Impact on guards, inmates and prison resources. There is no dispute that continued, or renewed, violence posed a significant risk to the safety of inmates and staff. Walker made no showing otherwise. Nor did he show that eliminating, or changing, the critical workers’ policy would have no harmful impact.
Reasonable alternatives. Walker suggests that the prison could have used a screening process to identify those African-American inmates who were gang members or associates instead of excluding all African-American inmates from critical job assignments. Perhaps so. However, it is not self-evident that any such screening process would have worked, or would have worked effectively enough, quickly enough, to have done Walker any good.
In sum, the administrators’ response was not unreasonable. It was a temporary fix that I believe was within the discretion of prison officials to impose given the nature of the incidents that precipitated the emergency situations, and the need to maintain critical operations at the facility. The critical work list was terminated once the facility had been searched, an investigation had been conducted, and order appeared to have been restored. Beyond this, we are not “to second guess the details of prison management.” Bradley v. Hall, 64 F.3d 1276, 1280 (9th Cir.1995). Accordingly, I conclude that the critical workers’ lists, although race-based, were reasonably related to the government’s legitimate interest in prison safety. I would therefore affirm on Walker’s equal protection claim.
. Turner instructs courts to consider (1) whether there is a "valid, rational connection
. Walker was only off work for thirteen days after the May 5 incident, which investigation revealed had been instigated by East Coast Crips, and for three days after the June 18 incident. By June 23, thirty-six East Coast Crips members had been identified and transferred.
Concurrence Opinion
concurring..
I concur in Judge Kozinski’s opinion, with one exception. I do not join in part 2 of the Discussion.

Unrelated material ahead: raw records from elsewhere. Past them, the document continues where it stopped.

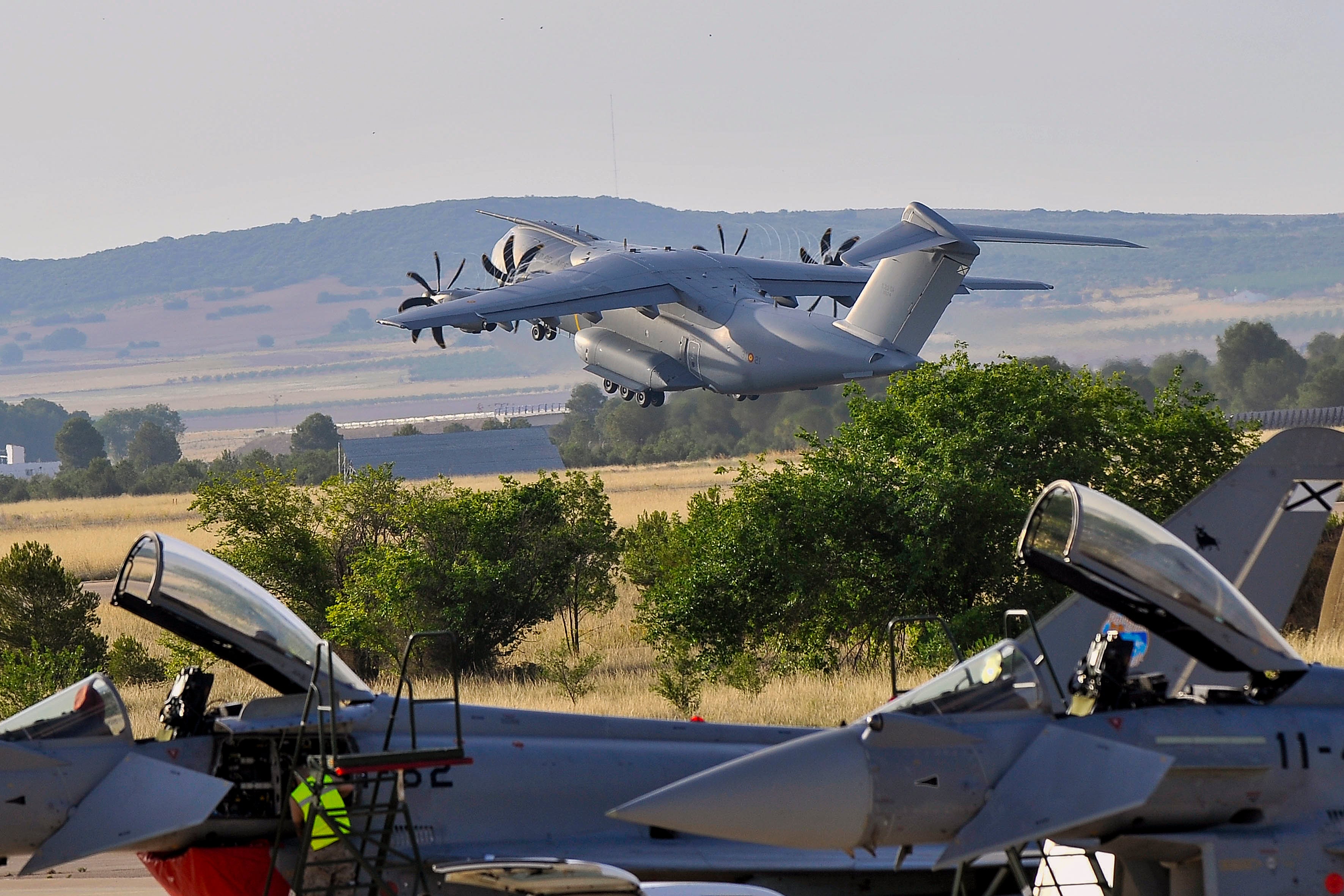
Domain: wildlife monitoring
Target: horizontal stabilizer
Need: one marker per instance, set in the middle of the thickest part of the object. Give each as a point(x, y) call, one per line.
point(129, 808)
point(972, 284)
point(1064, 780)
point(983, 234)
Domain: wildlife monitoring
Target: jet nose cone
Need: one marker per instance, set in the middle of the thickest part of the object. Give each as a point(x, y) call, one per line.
point(812, 793)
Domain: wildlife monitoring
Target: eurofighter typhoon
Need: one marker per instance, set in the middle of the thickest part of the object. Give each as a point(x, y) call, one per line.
point(652, 320)
point(1218, 789)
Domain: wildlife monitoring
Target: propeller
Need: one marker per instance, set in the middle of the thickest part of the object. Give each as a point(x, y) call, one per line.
point(828, 258)
point(512, 272)
point(429, 297)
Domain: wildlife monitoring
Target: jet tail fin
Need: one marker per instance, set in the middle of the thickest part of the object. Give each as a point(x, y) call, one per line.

Although I find that part of the Discussion very informative, in my opinion we should not decide qualified immunity issues in the first instance, but should leave them for the district court. See Harlow v. Fitzgerald, 457 U.S. 800, 819-20, 102 S.Ct. 2727, 2739, 73 L.Ed.2d 396 (1982); Price v. Hawaii, 939 F.2d 702, 707 (9th Cir.1991). I realize that we have, on occasion, succumbed to the temptation to swoop down from our coign of vantage and pluck qualified immunity issues from the district court battlefield, but in the long run I think we are better advised to resist that temptation. I, for one, do not think we should attempt to predict the nature or result of further proceedings in the district court, once it actually begins to vet the qualified immunity issues raised here.
Thus, I respectfully concur, but with the exception just noted.